Find out what is available as far as help for now and in the future. Nothing stays the same. Diseases progress. It will become harder, not easier. Stop thinking something is wrong with you and that others cope better.
Accept that no one would handle this situation well. Change your reality. It does no good to continue thinking that one day everything will fall into place because you are hoping to learn to ‘cope better.’
It’s better to learn to be proactive and learn all that you can and find ways to help everyone involved, that includes you! You matter just as much. Ask yourself, would you want everyone to sacrifice their entire life for you if it were you in their shoes? Most likely not, so realize that they are asking too much from you.
Of course, you love them and deeply care but you are giving more than you have. Now you are emotionally in debt. Start paying yourself back by making time for you. That isn’t a luxury. It’s a necessity.
They made it work for several years until she fell and broke a hip. Dad didn’t want home aids or anyone coming into the house to help out. I flatly told him it was the only option since I had no plans to be the maid or caregiver. I took over the financials, interviewed and hired help, scheduled medical visits, dealt with hospital and emergency room stays, everything.
All this in addition to a full time job that entailed frequent travel and weekend meetings. I can’t imagine adding physical and housekeeping chores on top of all that!

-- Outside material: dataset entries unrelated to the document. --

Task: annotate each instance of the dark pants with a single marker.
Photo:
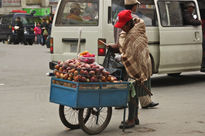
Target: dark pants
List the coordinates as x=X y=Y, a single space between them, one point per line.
x=133 y=104
x=133 y=108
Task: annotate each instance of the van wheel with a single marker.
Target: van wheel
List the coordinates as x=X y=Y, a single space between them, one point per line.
x=174 y=74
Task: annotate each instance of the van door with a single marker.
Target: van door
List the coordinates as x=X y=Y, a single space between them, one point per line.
x=72 y=17
x=180 y=44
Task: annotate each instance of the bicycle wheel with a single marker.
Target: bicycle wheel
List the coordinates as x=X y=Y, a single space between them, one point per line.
x=98 y=120
x=69 y=116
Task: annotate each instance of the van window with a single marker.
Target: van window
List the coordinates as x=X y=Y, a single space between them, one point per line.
x=6 y=20
x=145 y=11
x=171 y=13
x=27 y=20
x=78 y=13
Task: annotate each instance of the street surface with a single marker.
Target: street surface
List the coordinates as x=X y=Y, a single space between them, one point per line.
x=25 y=109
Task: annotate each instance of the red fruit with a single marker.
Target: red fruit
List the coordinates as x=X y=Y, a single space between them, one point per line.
x=60 y=69
x=93 y=79
x=59 y=62
x=82 y=72
x=57 y=67
x=109 y=78
x=87 y=66
x=83 y=79
x=92 y=73
x=68 y=68
x=85 y=72
x=103 y=78
x=65 y=76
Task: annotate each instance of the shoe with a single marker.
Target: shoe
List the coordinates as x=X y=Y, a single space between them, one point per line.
x=126 y=126
x=137 y=122
x=151 y=105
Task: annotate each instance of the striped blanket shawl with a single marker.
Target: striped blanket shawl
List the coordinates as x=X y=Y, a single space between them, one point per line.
x=135 y=52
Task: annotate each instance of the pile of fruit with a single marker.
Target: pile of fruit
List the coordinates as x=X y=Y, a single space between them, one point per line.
x=78 y=71
x=86 y=57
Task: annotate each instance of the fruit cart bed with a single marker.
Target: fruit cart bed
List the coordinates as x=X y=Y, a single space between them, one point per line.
x=85 y=95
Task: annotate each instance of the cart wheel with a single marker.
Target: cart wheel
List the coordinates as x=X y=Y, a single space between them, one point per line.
x=98 y=120
x=69 y=116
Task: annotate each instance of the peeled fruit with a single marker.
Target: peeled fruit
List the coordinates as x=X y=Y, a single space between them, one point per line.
x=75 y=73
x=92 y=73
x=57 y=67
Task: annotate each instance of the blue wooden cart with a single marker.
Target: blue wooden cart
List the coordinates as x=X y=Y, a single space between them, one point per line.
x=89 y=105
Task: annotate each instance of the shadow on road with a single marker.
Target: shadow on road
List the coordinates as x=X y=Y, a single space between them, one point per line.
x=175 y=81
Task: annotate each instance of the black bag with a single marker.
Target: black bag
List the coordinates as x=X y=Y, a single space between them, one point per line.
x=115 y=68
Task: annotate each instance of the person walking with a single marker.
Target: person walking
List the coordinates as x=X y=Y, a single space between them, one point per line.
x=37 y=30
x=133 y=46
x=145 y=101
x=19 y=30
x=44 y=32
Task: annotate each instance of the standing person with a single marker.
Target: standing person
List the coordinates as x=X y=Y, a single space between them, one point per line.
x=189 y=17
x=133 y=46
x=132 y=5
x=37 y=30
x=19 y=29
x=43 y=31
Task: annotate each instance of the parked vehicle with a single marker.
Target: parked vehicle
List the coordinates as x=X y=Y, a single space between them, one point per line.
x=7 y=28
x=174 y=47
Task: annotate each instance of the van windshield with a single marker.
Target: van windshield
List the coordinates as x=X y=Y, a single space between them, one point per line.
x=27 y=20
x=78 y=13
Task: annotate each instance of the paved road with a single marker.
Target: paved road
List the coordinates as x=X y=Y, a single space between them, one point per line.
x=25 y=109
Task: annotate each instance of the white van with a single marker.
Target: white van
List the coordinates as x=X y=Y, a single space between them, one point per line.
x=174 y=47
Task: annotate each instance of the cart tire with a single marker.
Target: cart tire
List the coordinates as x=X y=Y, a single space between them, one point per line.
x=98 y=120
x=69 y=116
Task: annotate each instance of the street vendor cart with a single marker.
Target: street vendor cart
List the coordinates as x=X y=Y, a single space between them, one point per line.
x=91 y=102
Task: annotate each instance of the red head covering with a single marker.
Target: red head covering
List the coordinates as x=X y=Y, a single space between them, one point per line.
x=123 y=17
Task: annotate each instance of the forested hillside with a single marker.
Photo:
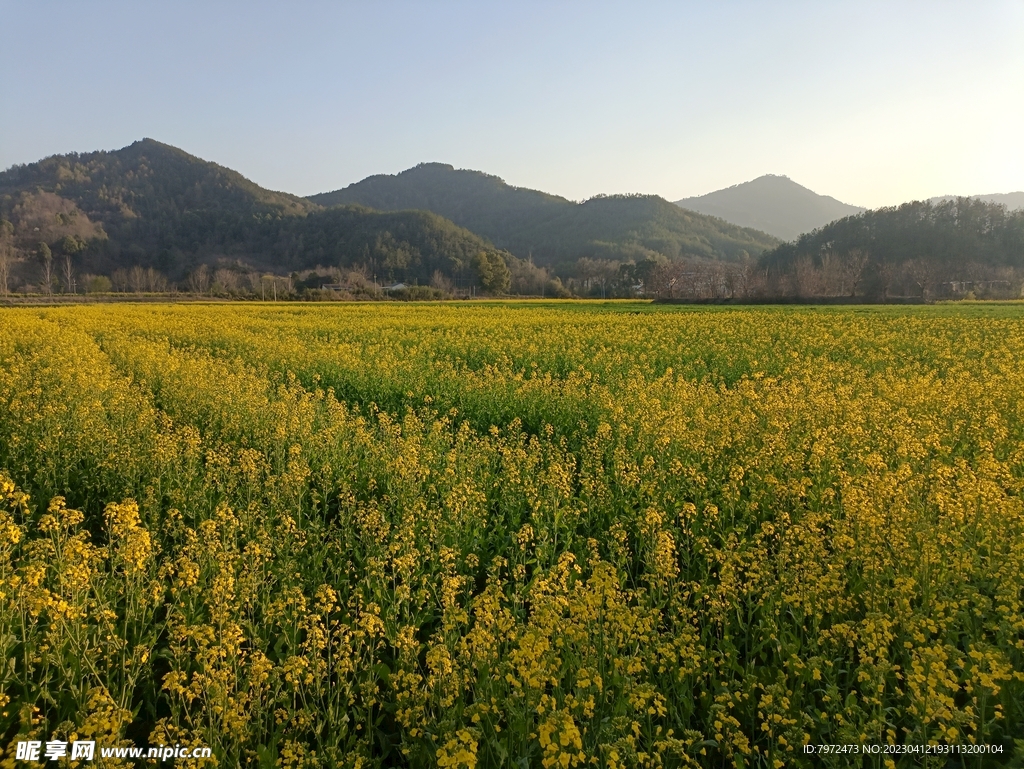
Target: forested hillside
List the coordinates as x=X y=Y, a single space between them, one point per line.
x=773 y=204
x=155 y=207
x=956 y=247
x=553 y=230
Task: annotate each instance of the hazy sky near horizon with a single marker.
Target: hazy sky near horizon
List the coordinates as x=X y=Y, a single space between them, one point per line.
x=871 y=102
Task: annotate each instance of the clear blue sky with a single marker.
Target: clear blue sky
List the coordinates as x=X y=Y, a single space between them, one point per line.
x=873 y=103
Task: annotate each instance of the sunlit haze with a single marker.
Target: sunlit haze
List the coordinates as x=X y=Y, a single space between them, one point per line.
x=873 y=103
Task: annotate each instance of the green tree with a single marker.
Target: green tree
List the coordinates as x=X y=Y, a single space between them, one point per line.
x=492 y=271
x=6 y=252
x=46 y=259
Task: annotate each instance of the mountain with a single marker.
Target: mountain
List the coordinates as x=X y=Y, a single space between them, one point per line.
x=916 y=249
x=1013 y=201
x=551 y=229
x=773 y=204
x=153 y=205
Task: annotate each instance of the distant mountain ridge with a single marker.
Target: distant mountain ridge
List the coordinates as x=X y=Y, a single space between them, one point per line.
x=772 y=204
x=551 y=229
x=154 y=205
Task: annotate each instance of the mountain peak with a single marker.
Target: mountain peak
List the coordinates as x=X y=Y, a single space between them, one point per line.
x=772 y=203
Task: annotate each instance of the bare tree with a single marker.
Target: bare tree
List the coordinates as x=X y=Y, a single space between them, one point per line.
x=441 y=282
x=6 y=254
x=809 y=278
x=199 y=280
x=852 y=270
x=46 y=257
x=226 y=280
x=68 y=270
x=137 y=279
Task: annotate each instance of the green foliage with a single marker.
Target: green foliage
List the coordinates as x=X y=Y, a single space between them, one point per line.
x=167 y=210
x=551 y=229
x=918 y=247
x=492 y=271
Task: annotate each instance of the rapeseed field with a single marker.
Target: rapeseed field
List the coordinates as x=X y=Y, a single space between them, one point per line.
x=514 y=536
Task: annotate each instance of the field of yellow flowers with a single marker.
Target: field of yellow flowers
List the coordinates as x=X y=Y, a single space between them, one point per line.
x=514 y=536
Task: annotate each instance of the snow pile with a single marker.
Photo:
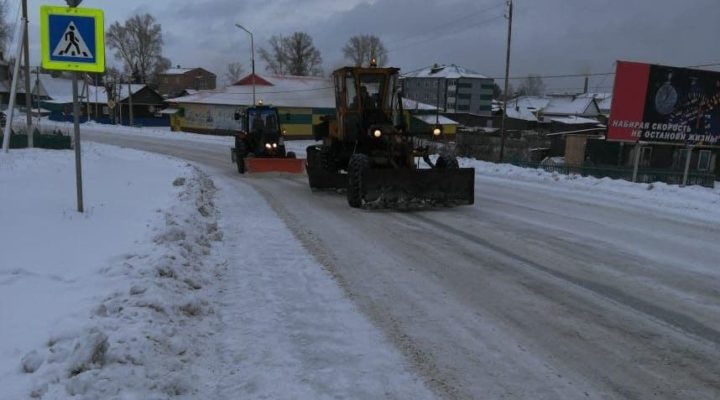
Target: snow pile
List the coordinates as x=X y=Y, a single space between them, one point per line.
x=690 y=201
x=112 y=302
x=154 y=132
x=141 y=340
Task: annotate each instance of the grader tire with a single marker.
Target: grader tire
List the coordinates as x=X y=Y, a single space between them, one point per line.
x=358 y=163
x=240 y=154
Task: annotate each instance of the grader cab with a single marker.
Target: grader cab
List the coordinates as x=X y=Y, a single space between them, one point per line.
x=368 y=149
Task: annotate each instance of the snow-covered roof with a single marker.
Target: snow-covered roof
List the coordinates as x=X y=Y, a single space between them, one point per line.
x=432 y=119
x=543 y=108
x=573 y=120
x=409 y=104
x=286 y=91
x=569 y=105
x=526 y=107
x=451 y=71
x=177 y=71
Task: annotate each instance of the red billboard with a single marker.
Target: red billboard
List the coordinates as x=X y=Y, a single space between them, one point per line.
x=655 y=103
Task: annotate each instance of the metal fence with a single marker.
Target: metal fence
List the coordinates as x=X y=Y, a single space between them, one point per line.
x=645 y=175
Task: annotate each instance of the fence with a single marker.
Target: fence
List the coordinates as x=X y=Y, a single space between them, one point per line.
x=645 y=175
x=138 y=121
x=41 y=141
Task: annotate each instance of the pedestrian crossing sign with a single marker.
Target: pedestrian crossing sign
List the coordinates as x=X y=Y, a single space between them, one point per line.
x=72 y=39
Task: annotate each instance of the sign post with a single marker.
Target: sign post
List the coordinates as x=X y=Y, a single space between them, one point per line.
x=688 y=157
x=73 y=39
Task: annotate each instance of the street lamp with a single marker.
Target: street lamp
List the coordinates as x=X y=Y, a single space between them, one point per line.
x=252 y=49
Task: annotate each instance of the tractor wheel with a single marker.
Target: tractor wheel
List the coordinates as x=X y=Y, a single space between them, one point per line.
x=447 y=162
x=240 y=154
x=358 y=163
x=312 y=159
x=326 y=159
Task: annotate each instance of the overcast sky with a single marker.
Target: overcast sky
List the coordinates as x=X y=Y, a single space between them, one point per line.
x=550 y=37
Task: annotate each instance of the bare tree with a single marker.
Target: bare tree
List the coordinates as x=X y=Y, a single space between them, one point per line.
x=138 y=43
x=361 y=49
x=292 y=55
x=531 y=86
x=5 y=26
x=234 y=72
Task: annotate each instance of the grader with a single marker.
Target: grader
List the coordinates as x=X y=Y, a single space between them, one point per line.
x=368 y=149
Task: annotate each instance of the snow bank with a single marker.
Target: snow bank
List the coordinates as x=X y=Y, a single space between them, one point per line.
x=691 y=201
x=77 y=323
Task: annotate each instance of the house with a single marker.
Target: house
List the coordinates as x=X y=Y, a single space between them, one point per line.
x=452 y=88
x=55 y=95
x=423 y=118
x=554 y=113
x=174 y=81
x=301 y=100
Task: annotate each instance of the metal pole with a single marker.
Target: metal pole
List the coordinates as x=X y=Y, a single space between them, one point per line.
x=13 y=91
x=96 y=90
x=507 y=77
x=688 y=156
x=76 y=141
x=37 y=92
x=252 y=50
x=636 y=164
x=130 y=121
x=28 y=99
x=86 y=78
x=119 y=103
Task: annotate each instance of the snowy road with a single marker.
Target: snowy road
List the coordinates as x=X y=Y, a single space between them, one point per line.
x=526 y=294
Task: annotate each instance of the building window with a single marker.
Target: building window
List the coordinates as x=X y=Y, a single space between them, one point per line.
x=645 y=156
x=704 y=160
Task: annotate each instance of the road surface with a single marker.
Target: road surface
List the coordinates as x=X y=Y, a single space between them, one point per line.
x=528 y=294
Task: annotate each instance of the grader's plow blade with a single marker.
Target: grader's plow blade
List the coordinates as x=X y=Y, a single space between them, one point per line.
x=291 y=165
x=402 y=188
x=322 y=179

Residents in AL or SNC get round the clock monitoring by staff who get to go home after an 8 hour shift. Can you imagine expecting them to work 24/7 the way you are? It’s inhuman and no one should be forced to do that. As caregiver you are responsible to ensuring you LO gets the best care for him/her and that includes making hard decisions, standing firm, and asking others for help.
I haven't found respite or help on a regular basis. I do manage to give a very advanced date for a week off in the fall for an annual trip with some friends. Even then I have to listen to the bickering over one sibling saying if another doesn't help then they won't either. I don't get in to the middle of that and if it comes up I tell the complainer - not sure, but I'll be gone so figure it out.
Oddly enough, when I return I hear - I don't know how you do it and I'm going to start coming to give you more relief. Relief comes the following year. I find no point in becoming bitter with siblings because I just don't have the energy for all that anger. Bite my tongue and just move on.
Each day that you rise you are providing love and care for your family. It is a huge gift to them...although draining for you.